As cicatrizes da cidade partida
RODRIGO CABRAL
Enquanto avançam a toque de caixa os desacertos do governo cabofriense, a cicatriz deixada por uma cidade partida fica cada vez mais latente. Não me refiro à dualidade entre morro e o asfalto, como fez o jornalista Zuenir Ventura em clássica análise sobre os problemas urbanos da capital do estado, mas sobre as consequências do exercício político sob o signo do embate entre grupos antagônicos – um embate inteiramente pragmático; nada ideológico; um embate de espaços, de mando, de ocupação do poder; nada sustentável.
Falei, na coluna da semana passada, sobre o recente processo de “futebolização da política nas redes sociais”. Mas, em Cabo Frio, já assistimos há muito tempo um Fla x Flu decadente, um espetáculo sem brilho, sem arte, sem craques e com muita firula – que, ao sabor da modernidade, também sai das esquinas, vielas e bares para as plataformas digitais.

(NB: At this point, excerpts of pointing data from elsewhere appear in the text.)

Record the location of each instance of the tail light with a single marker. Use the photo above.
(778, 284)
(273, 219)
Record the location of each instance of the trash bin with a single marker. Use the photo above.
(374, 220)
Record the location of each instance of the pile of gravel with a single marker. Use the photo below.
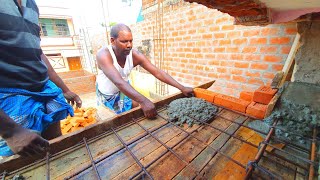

É verdade que somos personalistas por natureza. Apegamo-nos a pessoas; não a coisas. Lembramo-nos mais das pessoas, menos das ideias. Ora, qualquer desavisado conhece Sócrates, Marx, Freud, Einstein. Mas... o que disseram?
Há, entretanto, por aqui, uma personalização sistêmica da política através desta disputa – o que não é exclusividade de Cabo Frio, mas é algo que, por ter colocado o município num anestésico berço esplêndido à espera de salvadores da pátria, merece ser execrado justamente em um momento de crise.
Momento de crise, aliás, para o qual poderíamos ter nos preparado muito melhor se parcela da sociedade não padecesse da síndrome das resoluções prontas e rasteiras como: “culpa disso é de Fulano; só vai melhorar com Beltrano”, não raro seguido do desafio do oponente com sangue escorrendo pela boca: “nada disso, na época de Beltrano era muito pior, você reclama porque não tem portaria”. Fulano e Beltrano têm nome e sobrenome: Marquinho Mendes e Alair Corrêa. Muitas são as suas diferenças, mas há entre eles uma grande semelhança: nenhum dos dois deixou um grande legado a ser desfrutado a longo prazo por Cabo Frio; nem mesmo no turismo, o que seria o mais lógico, nem mesmo na valorização do vasto patrimônio histórico e cultural de uma senhora cidade de 400 anos.
É o resultado de políticas públicas imediatistas, de olho nas eleições seguintes, e da administração pública formada por compadres – sob aplausos e vaias do eleitor-torcedor. Aos 400 anos, Cabo Frio precisa se emancipar de si mesma: deixar para trás a sina da cidade partida, sinônimo de atraso, e se unir por um futuro verdadeiramente digno.